The Kanchenjunga Conservation Area, where the tiger was photographed twice in November, is bordered by the Tibet Autonomous Region of China to the north and Sikkim, India to the east.
It adjoins Khangchendzonga National Park in Sikkim where the presence of tigers was reported only last year. Although there has been no photographic evidence of tigers in Sikkim since the 1980s, there were anecdotal reports of tiger sighting.
Baral asserts the tiger was not from Koshi Tappu Wildlife Reserve, the protected area in eastern Nepal. Nor had it travelled from Parsa National Park, the eastern most national park of the country with the tiger population, according to him.
“It seems the tiger has come from India.
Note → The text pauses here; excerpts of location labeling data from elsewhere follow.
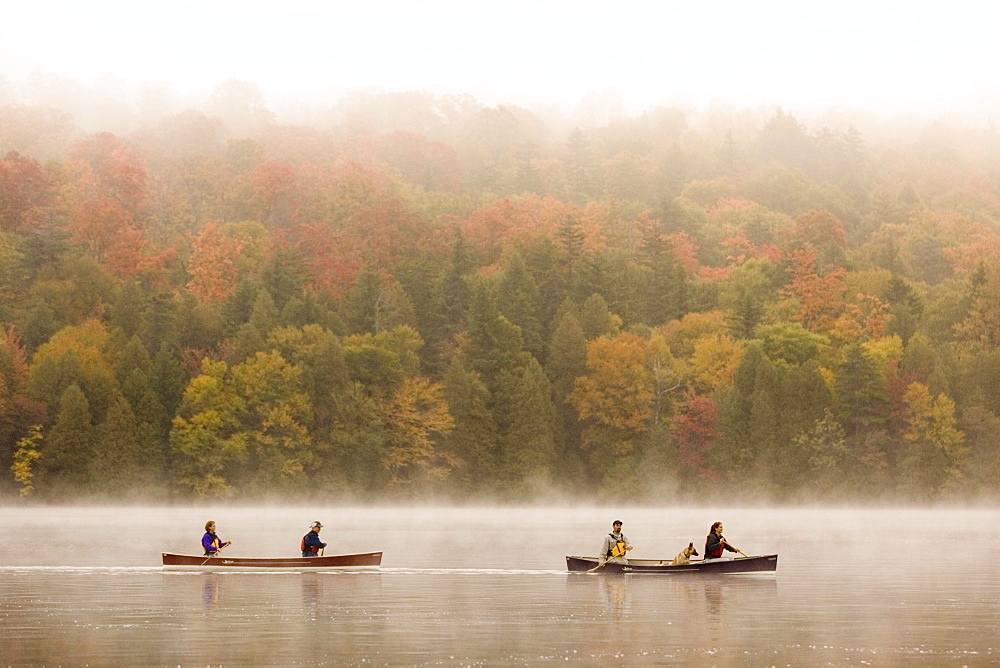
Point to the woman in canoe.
(211, 542)
(716, 543)
(311, 544)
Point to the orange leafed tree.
(821, 298)
(618, 388)
(415, 414)
(213, 264)
(694, 427)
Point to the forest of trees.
(410, 296)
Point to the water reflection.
(484, 605)
(210, 590)
(310, 596)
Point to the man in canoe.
(311, 544)
(211, 542)
(615, 546)
(716, 543)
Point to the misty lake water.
(461, 586)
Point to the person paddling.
(311, 544)
(615, 546)
(716, 543)
(211, 542)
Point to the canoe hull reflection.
(767, 563)
(339, 562)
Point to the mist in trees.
(404, 296)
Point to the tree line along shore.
(473, 302)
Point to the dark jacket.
(311, 544)
(714, 546)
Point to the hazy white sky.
(892, 56)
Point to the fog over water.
(489, 586)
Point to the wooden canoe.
(184, 562)
(762, 564)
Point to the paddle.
(214, 553)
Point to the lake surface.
(488, 586)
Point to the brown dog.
(685, 556)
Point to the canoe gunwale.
(765, 563)
(184, 562)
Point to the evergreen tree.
(126, 456)
(862, 394)
(518, 301)
(474, 439)
(596, 320)
(69, 447)
(529, 449)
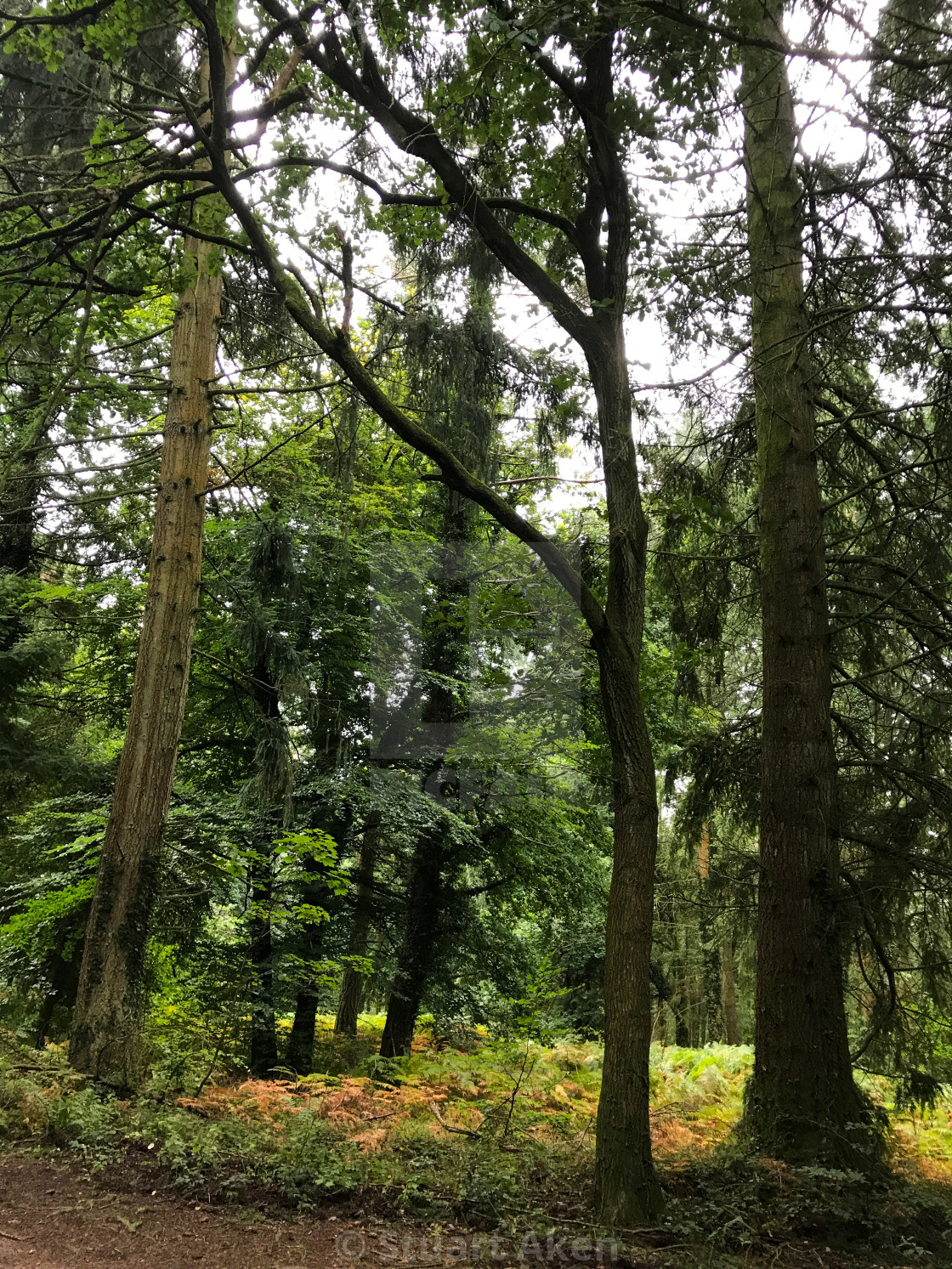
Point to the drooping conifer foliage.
(377, 635)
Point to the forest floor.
(57, 1215)
(450, 1156)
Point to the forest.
(475, 632)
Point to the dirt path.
(54, 1217)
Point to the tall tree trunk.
(424, 908)
(263, 1045)
(802, 1104)
(728, 993)
(107, 1019)
(353, 983)
(626, 1184)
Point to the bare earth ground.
(54, 1215)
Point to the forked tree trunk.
(802, 1104)
(108, 1016)
(353, 985)
(626, 1186)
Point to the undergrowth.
(496, 1136)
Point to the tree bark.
(627, 1189)
(626, 1186)
(352, 986)
(263, 1045)
(802, 1104)
(107, 1019)
(728, 993)
(424, 906)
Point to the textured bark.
(626, 1186)
(263, 1045)
(728, 993)
(105, 1034)
(627, 1191)
(352, 986)
(802, 1104)
(424, 905)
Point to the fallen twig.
(440, 1121)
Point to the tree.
(594, 237)
(107, 1021)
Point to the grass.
(494, 1136)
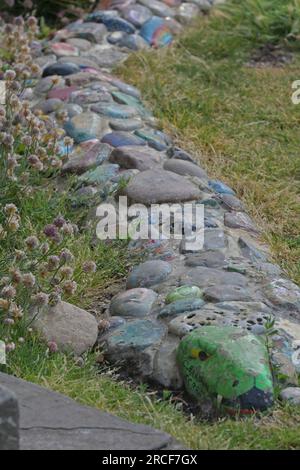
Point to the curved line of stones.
(117, 138)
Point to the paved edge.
(51, 421)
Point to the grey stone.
(291, 394)
(158, 186)
(245, 315)
(86, 126)
(214, 239)
(126, 124)
(92, 32)
(239, 220)
(50, 421)
(134, 157)
(134, 346)
(133, 303)
(227, 293)
(284, 294)
(187, 12)
(184, 168)
(86, 157)
(9, 419)
(209, 259)
(180, 306)
(231, 202)
(251, 250)
(148, 274)
(166, 372)
(205, 277)
(71, 328)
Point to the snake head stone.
(228, 362)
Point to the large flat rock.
(50, 421)
(159, 186)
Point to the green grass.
(238, 121)
(101, 389)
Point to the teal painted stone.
(137, 336)
(149, 274)
(184, 292)
(100, 175)
(87, 156)
(114, 111)
(125, 88)
(181, 306)
(210, 203)
(137, 14)
(156, 32)
(78, 135)
(220, 187)
(122, 139)
(86, 126)
(124, 98)
(133, 303)
(154, 138)
(90, 31)
(61, 69)
(118, 24)
(126, 125)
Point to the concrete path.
(50, 421)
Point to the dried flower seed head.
(9, 292)
(67, 272)
(50, 231)
(44, 248)
(16, 275)
(20, 255)
(59, 221)
(66, 255)
(14, 223)
(67, 229)
(70, 287)
(9, 347)
(28, 280)
(10, 75)
(52, 346)
(32, 243)
(41, 299)
(10, 209)
(89, 267)
(4, 304)
(53, 262)
(15, 311)
(54, 299)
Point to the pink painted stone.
(62, 49)
(62, 93)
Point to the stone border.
(117, 139)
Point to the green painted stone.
(227, 362)
(124, 98)
(100, 175)
(184, 292)
(210, 203)
(136, 335)
(180, 306)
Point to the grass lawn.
(240, 122)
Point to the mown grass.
(102, 389)
(239, 121)
(242, 126)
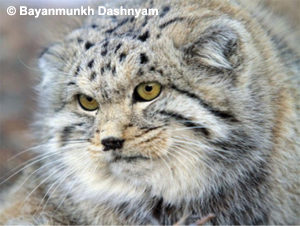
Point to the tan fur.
(256, 81)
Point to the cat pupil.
(148, 88)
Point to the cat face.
(160, 110)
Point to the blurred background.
(22, 38)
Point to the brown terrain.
(21, 40)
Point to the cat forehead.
(103, 56)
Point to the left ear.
(217, 47)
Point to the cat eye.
(147, 91)
(87, 103)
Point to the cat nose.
(112, 143)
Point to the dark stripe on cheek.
(218, 113)
(187, 122)
(171, 22)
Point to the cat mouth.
(133, 158)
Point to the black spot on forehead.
(144, 36)
(113, 70)
(102, 70)
(164, 11)
(77, 70)
(122, 56)
(118, 47)
(140, 72)
(91, 63)
(104, 52)
(143, 58)
(93, 76)
(88, 45)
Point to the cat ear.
(216, 47)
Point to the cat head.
(168, 106)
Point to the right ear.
(216, 47)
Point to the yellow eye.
(87, 103)
(147, 91)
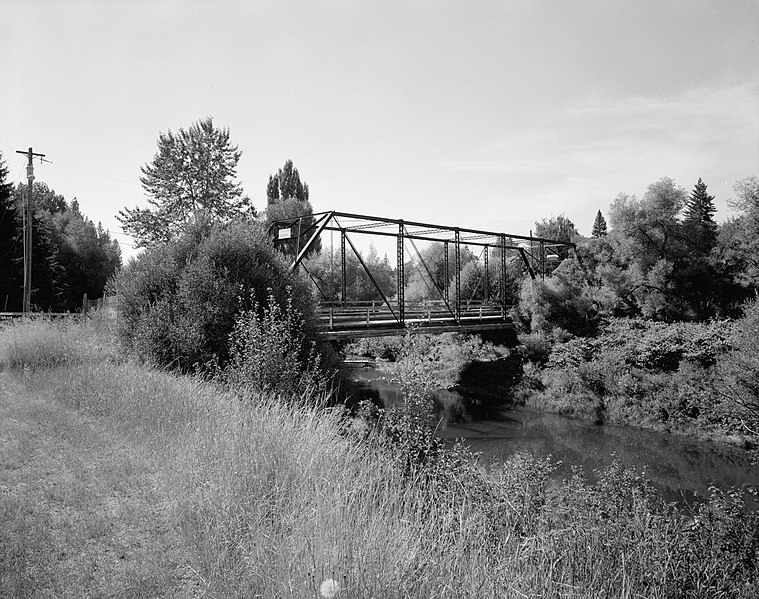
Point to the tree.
(179, 301)
(87, 254)
(286, 184)
(698, 220)
(599, 226)
(558, 228)
(191, 180)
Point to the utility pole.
(27, 226)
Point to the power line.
(30, 154)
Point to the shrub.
(179, 301)
(563, 301)
(269, 352)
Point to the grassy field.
(118, 480)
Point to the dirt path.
(82, 511)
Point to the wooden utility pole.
(27, 220)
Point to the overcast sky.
(482, 114)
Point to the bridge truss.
(446, 308)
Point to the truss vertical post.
(400, 277)
(542, 261)
(446, 271)
(343, 285)
(458, 273)
(487, 274)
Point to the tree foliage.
(286, 184)
(287, 198)
(179, 301)
(698, 220)
(191, 181)
(599, 226)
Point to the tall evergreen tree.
(285, 185)
(699, 219)
(287, 198)
(599, 226)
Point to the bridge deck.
(374, 319)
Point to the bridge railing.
(354, 315)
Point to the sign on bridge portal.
(444, 278)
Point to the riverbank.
(274, 498)
(687, 379)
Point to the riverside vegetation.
(120, 479)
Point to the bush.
(564, 301)
(179, 301)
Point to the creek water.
(681, 469)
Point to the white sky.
(481, 114)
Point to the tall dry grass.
(281, 499)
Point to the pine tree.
(287, 198)
(699, 218)
(599, 226)
(190, 183)
(286, 184)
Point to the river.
(682, 469)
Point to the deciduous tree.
(599, 226)
(191, 181)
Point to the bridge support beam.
(457, 251)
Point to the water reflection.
(681, 468)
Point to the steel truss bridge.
(445, 308)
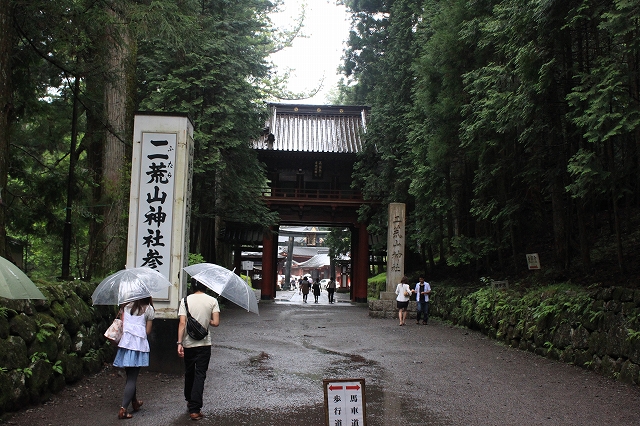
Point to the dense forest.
(507, 127)
(74, 72)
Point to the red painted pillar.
(360, 265)
(268, 266)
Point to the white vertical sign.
(155, 210)
(345, 402)
(533, 261)
(395, 245)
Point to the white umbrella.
(14, 284)
(128, 285)
(226, 283)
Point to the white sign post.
(160, 197)
(344, 401)
(533, 261)
(395, 245)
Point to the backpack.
(195, 330)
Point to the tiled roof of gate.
(314, 128)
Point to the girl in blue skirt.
(133, 349)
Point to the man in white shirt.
(196, 353)
(422, 290)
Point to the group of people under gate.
(422, 290)
(304, 287)
(133, 347)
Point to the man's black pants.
(196, 363)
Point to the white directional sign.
(344, 401)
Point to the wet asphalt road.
(269, 370)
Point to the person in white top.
(133, 349)
(196, 353)
(403, 292)
(422, 291)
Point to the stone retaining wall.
(46, 344)
(596, 329)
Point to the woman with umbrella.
(316, 290)
(133, 349)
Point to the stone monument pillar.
(395, 249)
(159, 211)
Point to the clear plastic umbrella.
(14, 284)
(128, 285)
(226, 283)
The tiger must be a young one and of exploratory nature,” said Baral. “Undoubtedly, the main habitat of tigers is plains and inner Madhes in Nepal. But they can travel up to hills in a radius if we keep inner Madhes as its central habitat.”
Lamichhane, too, said it is less likely that a tiger from Parsa National Park had travelled to Ilam.
“But it is not impossible either. It’s not that there is no corridor connectivity from Parsa to Ilam as tigers can walk through unusual areas like human settlement and agricultural lands during the night without anyone noticing,” said Lamichhane. “Tigers can travel for hundreds of kilometres and their presence cannot be detected because common people cannot study their pugmarks. But this particular tiger must have come from the Indian side, as tiger presence has been found in the low-lying areas of West Bengal too.”
Presence of thriving wildlife in the Panchthar-Ilam-Taplejung corridor, where the tiger was photographed, has already been established with camera traps deployed by the Red Panda Network in the past as well.
“Lack of evidence-based studies in the past may have deprived us from such unusual sightings,” Damber Bista from the University of Queensland, who is leading the GPS-collar red panda study in Ilam district, was quoted in Network’s statement. “Camera-trapping in other potential sites at mid- and high-mountain ranges may reveal more.”
With the latest sighting of a tiger, conservationists say the corridor needs to be conserved for it to be functional for wildlife.
This tiger sighting in Ilam district brings the total number of cat species in the Kangchenjunga Landscape in eastern Nepal to eight, including leopard, clouded leopard, snow leopard, Asiatic golden cat, leopard cat, jungle cat, and marbled cat.
“Ilam and Panchthar areas have dense forests which may also provide enough prey besides cattle in human settlements. The latest sighting shows tigers are moving up from where they had descended after massive deforestation and increase in human settlements,” said Acharya. “Now disturbances from human activities and the growing population is in the southern plains but increase in green cover in the hills, seem to have encouraged them to travel north.”
Lamichhane also agrees that deforestation, hunting and loss of prey base in the past in the hills, forced tigers to come down.
Wildlife experts have also been connecting the impact of climate change on tiger behaviour and their dispersal.
“Climate change, mainly drying up of water resources, might force tigers to leave their original habitat and migrate elsewhere,” said Baral, whose organisation along with National Trust for Nature Conservation has started studying the effects of climate change on the tiger population in the country. “It has been observed that tigers have started moving up in search of water, walking along the river that originates in hills.”
Government agencies have realised the need to study why tigers are walking up to the hills and if there could be more tigers there.
“The latest incident recommends a detailed study on why tigers are frequently sighted in hill areas,” said Acharya, the ecologist. “A study is also required to ascertain whether areas like Ilam and Dadheldhura have more tigers.”